Outpacing the Rain
The sun was shining. No sooner had I noted this along with my intention to walk than I saw rain on the windows on the back of the house. Not on the front. Ergo I would walk out the front door. Lest you think that I have stepped into Heinlein's (or was it Bradbury's?) fictional Doorway into Summer, let me offer an anecdote about the wisdom to be learned from cats and a reminder about geography. I once lived in a passive solar house. My cat knew where the warmth came from. When he asked to be let out the front door and it was 10 below zero and 6 inches of hard frozen snow, he quickly retrenched and went to the warm door to be let out. Alas, there is a limit to cat logic on the plains of Illinois. In the far north of Scotland, however, it can be raining in the back yard but not in the front.
So I went out the front door and up the hill to see what life was like in the hedgerows and on the pastures and to think about some of the ideas in my latest email conversation with my daughter. I think there is an article in them, but as my new pal and writing colleague said in our recent email conversation, the ideas for an article kind of swirl around for awhile before they see the light of day. And I don't know if it is the same for him but for me I usually have too many swirling and leaping and hopping.

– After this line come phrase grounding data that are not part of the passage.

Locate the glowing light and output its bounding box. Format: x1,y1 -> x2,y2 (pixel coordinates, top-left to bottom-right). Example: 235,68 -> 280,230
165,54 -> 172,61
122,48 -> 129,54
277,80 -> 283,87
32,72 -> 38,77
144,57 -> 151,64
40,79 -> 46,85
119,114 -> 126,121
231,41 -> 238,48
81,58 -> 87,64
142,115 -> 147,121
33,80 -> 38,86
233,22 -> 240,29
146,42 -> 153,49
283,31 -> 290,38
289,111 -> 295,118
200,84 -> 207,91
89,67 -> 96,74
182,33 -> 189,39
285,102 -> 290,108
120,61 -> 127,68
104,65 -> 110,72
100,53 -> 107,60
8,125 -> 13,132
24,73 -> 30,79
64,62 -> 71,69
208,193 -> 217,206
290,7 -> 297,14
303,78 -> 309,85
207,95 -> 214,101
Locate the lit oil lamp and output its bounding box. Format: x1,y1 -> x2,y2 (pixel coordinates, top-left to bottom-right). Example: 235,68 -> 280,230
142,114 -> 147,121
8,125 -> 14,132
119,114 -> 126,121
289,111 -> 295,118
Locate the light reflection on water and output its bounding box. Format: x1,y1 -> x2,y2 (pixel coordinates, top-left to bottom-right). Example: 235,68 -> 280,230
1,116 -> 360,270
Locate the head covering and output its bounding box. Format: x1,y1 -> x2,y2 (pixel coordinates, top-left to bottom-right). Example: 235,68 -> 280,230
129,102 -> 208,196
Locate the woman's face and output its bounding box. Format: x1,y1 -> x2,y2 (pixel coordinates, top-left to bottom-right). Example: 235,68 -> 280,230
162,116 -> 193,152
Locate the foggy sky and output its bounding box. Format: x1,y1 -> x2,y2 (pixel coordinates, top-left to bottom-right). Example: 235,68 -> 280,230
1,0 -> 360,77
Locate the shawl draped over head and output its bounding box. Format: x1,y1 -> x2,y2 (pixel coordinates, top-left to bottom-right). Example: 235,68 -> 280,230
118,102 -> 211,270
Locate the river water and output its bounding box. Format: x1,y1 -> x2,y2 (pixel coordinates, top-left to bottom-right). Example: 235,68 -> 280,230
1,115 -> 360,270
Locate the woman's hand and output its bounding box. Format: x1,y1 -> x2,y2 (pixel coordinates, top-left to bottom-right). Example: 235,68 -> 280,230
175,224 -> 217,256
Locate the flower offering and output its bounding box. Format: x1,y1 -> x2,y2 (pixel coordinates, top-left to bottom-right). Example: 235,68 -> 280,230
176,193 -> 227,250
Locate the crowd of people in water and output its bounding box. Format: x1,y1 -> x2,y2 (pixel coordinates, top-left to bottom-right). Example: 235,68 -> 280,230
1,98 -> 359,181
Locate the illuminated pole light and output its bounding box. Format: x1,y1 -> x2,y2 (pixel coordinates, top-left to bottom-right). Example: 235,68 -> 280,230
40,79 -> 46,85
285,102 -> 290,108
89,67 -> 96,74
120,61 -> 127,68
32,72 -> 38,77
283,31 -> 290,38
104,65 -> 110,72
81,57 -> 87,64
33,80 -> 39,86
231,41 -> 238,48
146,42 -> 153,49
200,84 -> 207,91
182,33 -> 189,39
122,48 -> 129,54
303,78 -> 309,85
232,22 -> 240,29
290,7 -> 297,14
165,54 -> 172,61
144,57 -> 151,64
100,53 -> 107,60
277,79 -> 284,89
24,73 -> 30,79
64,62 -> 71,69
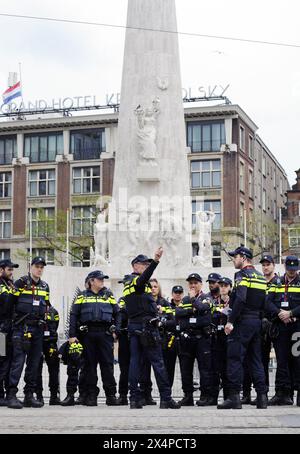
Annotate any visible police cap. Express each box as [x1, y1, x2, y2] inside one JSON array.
[[260, 254, 274, 264], [172, 285, 184, 293], [131, 254, 153, 266], [31, 256, 47, 266], [218, 277, 232, 286], [186, 273, 202, 283], [206, 273, 222, 283], [228, 246, 253, 259], [86, 270, 109, 280], [285, 256, 299, 271], [0, 259, 19, 269]]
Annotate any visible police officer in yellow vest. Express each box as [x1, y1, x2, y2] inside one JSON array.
[[7, 256, 49, 409], [69, 270, 120, 406], [123, 248, 180, 409]]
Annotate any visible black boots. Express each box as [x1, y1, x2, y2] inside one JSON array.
[[269, 390, 293, 406], [61, 393, 75, 406], [49, 392, 61, 406], [241, 393, 252, 405], [116, 395, 128, 405], [36, 392, 45, 406], [75, 394, 87, 405], [217, 393, 242, 409], [23, 392, 43, 408], [256, 393, 268, 409], [160, 399, 181, 409], [178, 393, 194, 406], [0, 395, 7, 406], [196, 395, 218, 407], [106, 395, 119, 406], [139, 395, 157, 406], [85, 393, 97, 406], [130, 400, 143, 409], [7, 391, 23, 409]]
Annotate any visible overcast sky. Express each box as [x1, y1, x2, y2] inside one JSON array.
[[0, 0, 299, 185]]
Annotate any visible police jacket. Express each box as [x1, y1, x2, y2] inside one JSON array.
[[228, 266, 267, 324], [44, 306, 59, 343], [175, 292, 211, 332], [263, 274, 281, 319], [0, 277, 17, 321], [155, 296, 175, 332], [69, 287, 119, 337], [122, 260, 159, 323], [118, 297, 128, 331], [210, 295, 231, 328], [14, 275, 50, 322], [266, 273, 300, 319]]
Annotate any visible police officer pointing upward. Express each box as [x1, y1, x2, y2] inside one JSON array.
[[217, 247, 268, 410], [123, 247, 180, 409]]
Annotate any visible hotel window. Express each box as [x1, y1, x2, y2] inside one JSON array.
[[0, 249, 10, 260], [72, 248, 91, 267], [249, 169, 254, 199], [70, 129, 106, 160], [72, 167, 100, 194], [280, 177, 283, 195], [240, 202, 245, 231], [24, 133, 63, 163], [262, 154, 266, 176], [0, 172, 12, 198], [212, 243, 221, 268], [192, 200, 221, 230], [28, 169, 55, 197], [289, 228, 300, 248], [273, 169, 276, 188], [273, 201, 277, 221], [240, 161, 245, 192], [0, 210, 11, 238], [30, 208, 55, 238], [239, 126, 245, 151], [262, 225, 267, 248], [187, 121, 225, 153], [72, 206, 96, 236], [190, 160, 221, 188], [249, 135, 254, 160], [0, 136, 17, 165], [262, 189, 267, 211]]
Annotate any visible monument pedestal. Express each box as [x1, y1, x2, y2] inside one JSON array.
[[137, 166, 160, 182]]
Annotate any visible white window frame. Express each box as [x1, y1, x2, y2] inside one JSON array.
[[239, 126, 245, 151], [0, 172, 12, 198], [72, 166, 101, 194], [30, 208, 55, 238], [190, 160, 221, 189], [0, 210, 11, 239], [72, 206, 96, 236], [288, 228, 300, 248], [28, 169, 56, 197]]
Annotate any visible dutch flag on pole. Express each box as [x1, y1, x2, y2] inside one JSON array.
[[2, 81, 22, 105]]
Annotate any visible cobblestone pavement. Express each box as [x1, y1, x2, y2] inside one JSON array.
[[1, 403, 300, 434]]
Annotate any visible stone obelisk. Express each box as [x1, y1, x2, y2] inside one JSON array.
[[109, 0, 192, 278]]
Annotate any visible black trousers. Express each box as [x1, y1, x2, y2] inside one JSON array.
[[211, 331, 229, 398], [273, 321, 300, 393], [0, 322, 12, 397], [66, 358, 87, 395], [36, 342, 60, 395], [178, 335, 215, 396], [118, 332, 130, 396], [243, 333, 272, 394], [82, 330, 116, 396], [227, 319, 266, 394], [162, 346, 178, 389], [9, 324, 44, 394]]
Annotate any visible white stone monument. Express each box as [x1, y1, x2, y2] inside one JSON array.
[[109, 0, 192, 279], [193, 211, 216, 267]]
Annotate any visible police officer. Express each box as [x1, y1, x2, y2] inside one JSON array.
[[242, 254, 280, 404], [0, 259, 19, 406], [217, 247, 268, 409], [211, 277, 232, 402], [150, 278, 177, 390], [35, 305, 60, 405], [7, 256, 49, 409], [69, 270, 120, 406], [205, 273, 222, 301], [176, 273, 215, 407], [123, 248, 179, 409], [267, 255, 300, 406]]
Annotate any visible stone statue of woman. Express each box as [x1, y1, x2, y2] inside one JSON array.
[[135, 97, 160, 166], [193, 210, 216, 267]]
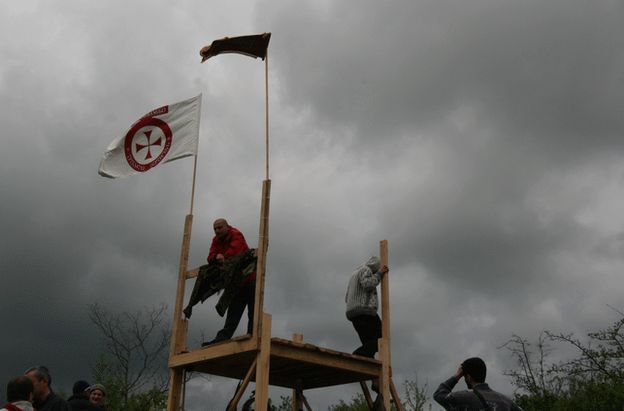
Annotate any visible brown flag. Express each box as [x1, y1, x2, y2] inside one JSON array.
[[200, 33, 271, 62]]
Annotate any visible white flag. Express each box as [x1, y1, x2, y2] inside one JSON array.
[[98, 94, 202, 179]]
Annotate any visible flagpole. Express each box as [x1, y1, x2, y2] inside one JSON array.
[[189, 153, 198, 214], [264, 51, 269, 180], [189, 95, 202, 215], [168, 98, 202, 410]]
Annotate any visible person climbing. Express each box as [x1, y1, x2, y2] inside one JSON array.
[[345, 256, 388, 358]]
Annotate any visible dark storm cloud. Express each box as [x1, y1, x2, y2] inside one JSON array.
[[266, 0, 624, 156], [2, 0, 624, 409]]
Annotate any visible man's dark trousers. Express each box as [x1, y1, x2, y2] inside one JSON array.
[[350, 313, 382, 357], [214, 281, 255, 341]]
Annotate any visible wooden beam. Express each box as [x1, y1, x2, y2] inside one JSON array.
[[390, 378, 405, 411], [255, 313, 272, 411], [359, 381, 374, 409], [378, 240, 391, 411], [379, 339, 391, 411], [226, 358, 257, 411], [270, 344, 380, 377], [170, 214, 193, 356], [173, 318, 188, 354], [253, 179, 271, 339], [380, 240, 390, 363], [301, 393, 313, 411], [166, 214, 194, 411], [186, 267, 199, 279], [168, 337, 258, 368], [166, 368, 184, 411], [292, 333, 304, 411], [292, 380, 303, 411]]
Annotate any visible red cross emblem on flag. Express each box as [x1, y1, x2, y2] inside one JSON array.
[[124, 117, 173, 172]]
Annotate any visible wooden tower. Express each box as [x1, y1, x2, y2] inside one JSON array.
[[165, 33, 402, 411], [165, 178, 403, 410]]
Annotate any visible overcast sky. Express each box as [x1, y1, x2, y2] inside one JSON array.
[[2, 0, 624, 409]]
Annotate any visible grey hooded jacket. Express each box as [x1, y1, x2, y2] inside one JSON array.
[[345, 256, 383, 320]]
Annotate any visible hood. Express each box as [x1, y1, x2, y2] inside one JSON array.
[[365, 256, 381, 272]]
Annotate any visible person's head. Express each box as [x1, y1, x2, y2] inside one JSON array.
[[213, 218, 230, 238], [365, 256, 381, 272], [6, 376, 34, 403], [88, 384, 106, 406], [461, 357, 487, 388], [72, 380, 90, 397], [24, 366, 51, 401]]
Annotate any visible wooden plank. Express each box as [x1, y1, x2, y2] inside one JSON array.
[[380, 240, 390, 364], [292, 333, 304, 411], [255, 313, 272, 411], [186, 267, 199, 279], [390, 378, 405, 411], [174, 319, 188, 354], [270, 343, 380, 377], [301, 394, 313, 411], [271, 338, 379, 364], [169, 337, 257, 368], [166, 368, 184, 411], [359, 381, 374, 409], [292, 379, 303, 411], [379, 240, 391, 411], [253, 179, 271, 338], [379, 339, 391, 411], [166, 214, 194, 411], [226, 358, 257, 411], [169, 214, 193, 357]]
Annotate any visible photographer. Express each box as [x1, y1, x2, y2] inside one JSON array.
[[434, 357, 523, 410]]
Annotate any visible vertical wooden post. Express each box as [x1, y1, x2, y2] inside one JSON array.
[[379, 240, 391, 411], [167, 214, 193, 411], [292, 380, 303, 411], [292, 333, 304, 411], [255, 313, 272, 411], [253, 180, 271, 339]]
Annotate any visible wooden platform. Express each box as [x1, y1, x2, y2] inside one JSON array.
[[169, 336, 380, 390]]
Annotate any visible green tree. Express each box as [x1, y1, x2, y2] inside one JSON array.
[[328, 393, 370, 411], [403, 377, 429, 411], [326, 378, 432, 411], [88, 303, 170, 411], [502, 309, 624, 410]]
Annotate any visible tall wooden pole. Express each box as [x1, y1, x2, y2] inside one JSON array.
[[167, 114, 201, 410], [379, 240, 391, 411], [252, 180, 271, 337], [254, 313, 272, 411], [167, 214, 193, 411], [249, 50, 273, 411], [265, 52, 269, 180], [189, 155, 198, 215], [253, 47, 272, 338]]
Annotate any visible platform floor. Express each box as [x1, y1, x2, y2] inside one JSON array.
[[169, 336, 381, 390]]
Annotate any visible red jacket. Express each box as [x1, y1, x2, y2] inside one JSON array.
[[208, 226, 256, 284]]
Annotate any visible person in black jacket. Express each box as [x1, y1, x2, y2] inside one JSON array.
[[434, 357, 523, 411], [24, 366, 70, 411], [67, 380, 101, 411]]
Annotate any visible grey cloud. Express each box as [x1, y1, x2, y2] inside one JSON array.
[[3, 1, 624, 409]]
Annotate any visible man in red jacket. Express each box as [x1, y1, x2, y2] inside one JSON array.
[[203, 218, 256, 346]]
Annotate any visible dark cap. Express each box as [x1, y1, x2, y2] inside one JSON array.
[[73, 380, 90, 395]]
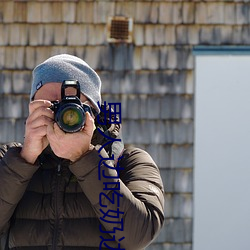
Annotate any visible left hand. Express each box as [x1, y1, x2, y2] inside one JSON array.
[[46, 112, 95, 162]]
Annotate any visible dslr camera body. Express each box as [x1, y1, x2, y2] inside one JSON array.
[[50, 80, 93, 133]]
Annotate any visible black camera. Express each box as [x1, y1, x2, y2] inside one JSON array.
[[50, 80, 93, 133]]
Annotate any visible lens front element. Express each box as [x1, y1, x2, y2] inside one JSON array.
[[62, 108, 81, 126], [55, 104, 85, 133]]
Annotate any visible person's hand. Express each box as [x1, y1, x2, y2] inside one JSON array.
[[21, 100, 54, 164], [46, 112, 95, 162]]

The trick is not to pursue the right idea but to be quiet and let the ideas settle out as they see fit. For me, being quiet in my mind often means moving.
Fortunately now I can walk without actively thinking about each step. I was so busy unthinking that I did not notice the young cattle stopped at the gate eyeing me curiously. Yesterday I had stopped to talk with them. One of the best lines in the Ladies No. 1 Detective series is just an almost throwaway comment about how good it is to watch cattle. I recommend it and now I have the leisure to do it without worrying about them. I took a moment to think how lucky I am before climbing the crest of the last hill and deciding that I would stop just short of the end of the road.
By now it was misty but we can have that for days without getting actual rain so I gave it no more thought than to enjoy the moist air. I threw back my hood and began to think in earnest about how the article might go when the mist began collecting in wee droplets on my jacket. I heard it pattering on the windproof water resistant synthetic surface before I felt a gentle slow moving trickle intrude on my consciousness by sliding right over that spot where Hindus put the wee dot--the third eye, the seat of our consciousness. This rain was not going to be ignored.
And so I trundled on with the soft rain drops for companions.